Phthalates are considered to be a neurotoxicant, widely used in construction materials, packaging, and various medical products. Few studies have focused on the association between exposure to phthalates and risks on neurodegenerative diseases and thus this study delved into the potential mechanisms by which phthalates could cause neurodegenerative diseases. Firstly, using network toxicology, we discovered ten phthalates exert significant toxic effects on the blood-brain barrier (BBB), in which di(2-ethylhexyl) phthalate (DEHP) and diisobutyl phthalate (DiBP) also exhibit marked neurotoxicity, immunotoxicity, and ecotoxicity. Disease ontology (DO) analysis revealed that the impacts of these plasticizers on neurodegenerative diseases are primarily manifested in three major conditions, including Parkinson's disease (PD), Lewy body disease (LBD), and Alzheimer's disease (AD), and further demonstrated that phthalates may induce the pathogenesis of three neurodegenerative diseases via modulating cellular apoptosis and neuroinflammatory pathways, such as the PI3K-Akt and JAK-STAT pathways.
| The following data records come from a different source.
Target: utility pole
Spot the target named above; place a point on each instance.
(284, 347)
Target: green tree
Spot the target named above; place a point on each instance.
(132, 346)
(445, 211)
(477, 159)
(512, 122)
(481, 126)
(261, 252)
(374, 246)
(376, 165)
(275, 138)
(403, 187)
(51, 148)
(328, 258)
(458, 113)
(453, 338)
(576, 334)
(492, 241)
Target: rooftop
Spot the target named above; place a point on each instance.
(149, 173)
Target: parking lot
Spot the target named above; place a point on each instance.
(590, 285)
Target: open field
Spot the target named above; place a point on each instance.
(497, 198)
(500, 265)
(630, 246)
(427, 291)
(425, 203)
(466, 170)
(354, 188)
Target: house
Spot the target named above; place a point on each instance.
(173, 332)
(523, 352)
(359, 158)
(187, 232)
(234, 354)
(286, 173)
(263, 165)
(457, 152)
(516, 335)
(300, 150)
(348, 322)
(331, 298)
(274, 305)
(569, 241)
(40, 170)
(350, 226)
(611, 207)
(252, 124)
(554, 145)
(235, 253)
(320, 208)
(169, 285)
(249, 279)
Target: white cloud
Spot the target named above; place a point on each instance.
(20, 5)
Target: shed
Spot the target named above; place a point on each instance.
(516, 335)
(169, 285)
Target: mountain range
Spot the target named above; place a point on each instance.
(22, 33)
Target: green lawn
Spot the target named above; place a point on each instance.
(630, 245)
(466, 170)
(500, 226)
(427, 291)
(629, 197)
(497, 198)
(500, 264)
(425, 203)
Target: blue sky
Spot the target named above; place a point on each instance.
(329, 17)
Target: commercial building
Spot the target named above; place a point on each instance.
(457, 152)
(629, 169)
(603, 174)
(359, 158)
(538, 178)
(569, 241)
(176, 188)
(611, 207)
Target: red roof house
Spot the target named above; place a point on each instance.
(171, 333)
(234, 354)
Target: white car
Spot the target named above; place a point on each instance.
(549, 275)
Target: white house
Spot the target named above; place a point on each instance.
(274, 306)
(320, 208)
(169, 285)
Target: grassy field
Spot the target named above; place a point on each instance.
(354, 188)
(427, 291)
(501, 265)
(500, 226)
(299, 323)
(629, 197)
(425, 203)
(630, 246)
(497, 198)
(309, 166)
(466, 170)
Furthermore, we pinpointed the BCL2, BCL2L1, IL6, IL10 and CCND1 as hub genes through diagnostic models by utilizing sample data of PD patients' tissues. Interestingly, we found that BCL2 expressed in astrocytes plays a crucial role in the phthalates-induced neurotoxicity in single-cell analysis. Subsequently, molecular docking and dynamics simulations observed that ten phthalates form a stable interaction with BCL2, especially DEHP, and cellular experiments confirmed that both DEHP and its metabolite MEHP significantly decreased BCL2 level in MPP⁺ -induced cell model and induced the transformation of astrocytes from the neuroprotective A2 to the pro-inflammatory A1 subtype. Therefore, our study offers novel insights into the neurotoxic effects of environmental pollutants, thereby establishing a theoretical foundation for the prevention and treatment of neurodegenerative diseases.

Keywords: Molecular dynamic simulation; Network toxicology; Neurodegenerative diseases; Neurotoxicity; Phthalates; Single-cell transcriptomics.